Si l’on prend les textes, il y a bien ambiguïté et donc possibilités de conflits dans les compétences en France pour faire la loi entre l’initiative du Chef du Gouvernement (exécutif) et initiative du Parlement (législatif).
Avec la Constitution de 1958 tout va bien...tant que le Président dispose de la majorité particulièrement à l’Assemblée Nationale mais si cette situation n’est pas réalisée c’est la « cohabitation » qui s’instaure et son risque de conflit législatif contre exécutif ...ainsi va la démocratie française !
Si l’on prend l’esprit de la Constitution pour l’élaboration et l’adoption d’une loi la prééminence du Parlement, émanation du peuple souverain est indubitable et, de cela, le Conseil Constitutionnel en a fait fi dans sa décision du 25 janvier 2024 concernant la loi d’immigration.
LA LOI AU PARCOURS CHAOTIQUE
Reprenons le débat au Sénat
https://www.dailymotion.com/video/x8peepa
Le Sénat a débuté lundi 6 novembre 2023 l'examen du projet de loi immigration.
À la tribune, la sénatrice PS Marie-Pierre de la Gontrie a accusé Gérald Darmanin de "ne pas être prêt". Elle a épinglé le "parcours chaotique du texte", puisqu’il a été déposé au Sénat en février 2022, examiné en commission des lois mais finalement désinscrit de l’ordre du jour après le séisme social et politique provoqué par la réforme des retraites. "Le gouvernement a déposé 28 amendements sans avis du Conseil d’État, sans étude d’impact. Aujourd’hui, à l’évidence, la succession des annonces montre que le texte n’est pas abouti", a estimé la socialiste.
CONFLIT DE COMPÉTENCE
Pour l’élaboration des lois, la Constitution de 1958 par son article 39 laisse la porte ouverte à un possible conflit de compétences entre le pouvoir exécutif (Président de la République et Gouvernement) et le pouvoir législatif (Parlement).
Rappelons que pour distinguer l’origine d’un texte présenté pour discussion et adoption au Parlement : il y a deux formules :
- un projet de loi qui émane du Gouvernement
- une proposition de loi qui émane des membres du Parlement (Sénat et Chambre des Députés)
Les articles 2 et 3 de la Constitution sont sans ambigüité : le « pouvoir » appartient au peuple souverain et « la souveraineté nationale appartient au peuple qui l’exerce par ses représentants et par la voie du référendum ». La logique en démocratie est donc que l’origine des textes devait être majoritairement parlementaire. C'est loin d'être le cas !

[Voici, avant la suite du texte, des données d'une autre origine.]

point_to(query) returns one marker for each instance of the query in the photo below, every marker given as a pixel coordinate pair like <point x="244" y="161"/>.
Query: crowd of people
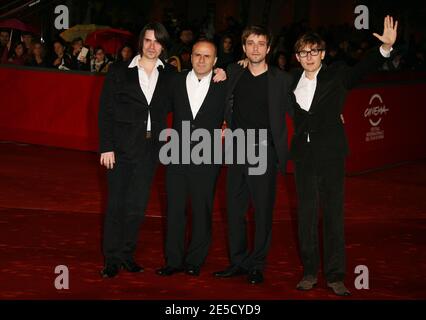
<point x="343" y="43"/>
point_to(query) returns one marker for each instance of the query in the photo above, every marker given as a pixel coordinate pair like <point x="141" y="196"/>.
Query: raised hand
<point x="389" y="33"/>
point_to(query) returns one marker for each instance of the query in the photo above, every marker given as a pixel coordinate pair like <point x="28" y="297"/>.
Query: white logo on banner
<point x="375" y="112"/>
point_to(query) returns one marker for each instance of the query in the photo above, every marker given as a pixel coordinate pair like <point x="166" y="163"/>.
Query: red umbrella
<point x="109" y="39"/>
<point x="18" y="25"/>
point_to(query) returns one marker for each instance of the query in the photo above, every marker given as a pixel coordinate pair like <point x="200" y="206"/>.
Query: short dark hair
<point x="206" y="41"/>
<point x="310" y="38"/>
<point x="160" y="33"/>
<point x="257" y="30"/>
<point x="98" y="48"/>
<point x="75" y="40"/>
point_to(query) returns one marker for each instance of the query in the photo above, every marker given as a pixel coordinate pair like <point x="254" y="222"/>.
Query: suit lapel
<point x="319" y="89"/>
<point x="133" y="78"/>
<point x="208" y="95"/>
<point x="274" y="93"/>
<point x="158" y="86"/>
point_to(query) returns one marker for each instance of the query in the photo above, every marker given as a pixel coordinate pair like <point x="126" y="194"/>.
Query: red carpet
<point x="50" y="214"/>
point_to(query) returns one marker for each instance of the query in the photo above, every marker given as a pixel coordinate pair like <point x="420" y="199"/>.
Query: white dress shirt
<point x="146" y="83"/>
<point x="197" y="90"/>
<point x="305" y="88"/>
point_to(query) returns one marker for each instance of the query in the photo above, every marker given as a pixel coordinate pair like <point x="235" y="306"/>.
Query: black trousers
<point x="129" y="184"/>
<point x="199" y="188"/>
<point x="260" y="190"/>
<point x="321" y="184"/>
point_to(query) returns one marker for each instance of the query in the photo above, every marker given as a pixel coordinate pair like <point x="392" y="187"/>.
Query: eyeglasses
<point x="313" y="53"/>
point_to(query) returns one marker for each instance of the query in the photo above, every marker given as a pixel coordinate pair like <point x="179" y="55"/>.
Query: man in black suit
<point x="319" y="147"/>
<point x="258" y="98"/>
<point x="197" y="103"/>
<point x="133" y="111"/>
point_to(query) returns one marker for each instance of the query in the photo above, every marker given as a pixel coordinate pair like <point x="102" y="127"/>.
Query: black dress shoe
<point x="255" y="277"/>
<point x="168" y="271"/>
<point x="192" y="270"/>
<point x="231" y="271"/>
<point x="131" y="266"/>
<point x="110" y="271"/>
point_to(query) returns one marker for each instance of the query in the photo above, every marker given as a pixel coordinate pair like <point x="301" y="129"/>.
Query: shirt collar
<point x="194" y="78"/>
<point x="315" y="77"/>
<point x="135" y="62"/>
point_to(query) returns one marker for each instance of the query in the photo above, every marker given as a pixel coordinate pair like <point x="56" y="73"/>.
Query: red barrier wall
<point x="384" y="120"/>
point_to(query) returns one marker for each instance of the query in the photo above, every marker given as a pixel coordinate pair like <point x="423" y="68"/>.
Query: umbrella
<point x="109" y="39"/>
<point x="80" y="31"/>
<point x="18" y="25"/>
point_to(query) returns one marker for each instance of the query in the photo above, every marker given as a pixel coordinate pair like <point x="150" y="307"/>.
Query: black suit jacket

Article 39 de la Constitution : risque de conflit exécutif législatif
« L'initiative des lois appartient concurremment au Premier ministre et aux membres du Parlement. »
Remarquons déjà que le Président de la République n’a pas constitutionnellement d’initiative pour légiférer...c’est le gouvernement qui a cette compétence...sauf que le Président de la République « nomme » le Premier Ministre qui « dirige l’action du gouvernement »et le Président de la République « préside le Conseil des ministres ».
Article 41 de la Constitution
S'il apparaît au cours de la procédure législative qu'une proposition ou un amendement n'est pas du domaine de la loi ou est contraire à une délégation accordée en vertu de l'article 38, le Gouvernement ou le président de l'assemblée saisie peut opposer l'irrecevabilité.
En cas de désaccord entre le Gouvernement et le président de l'assemblée intéressée, le Conseil constitutionnel, à la demande de l'un ou de l'autre, statue dans un délai de huit jours.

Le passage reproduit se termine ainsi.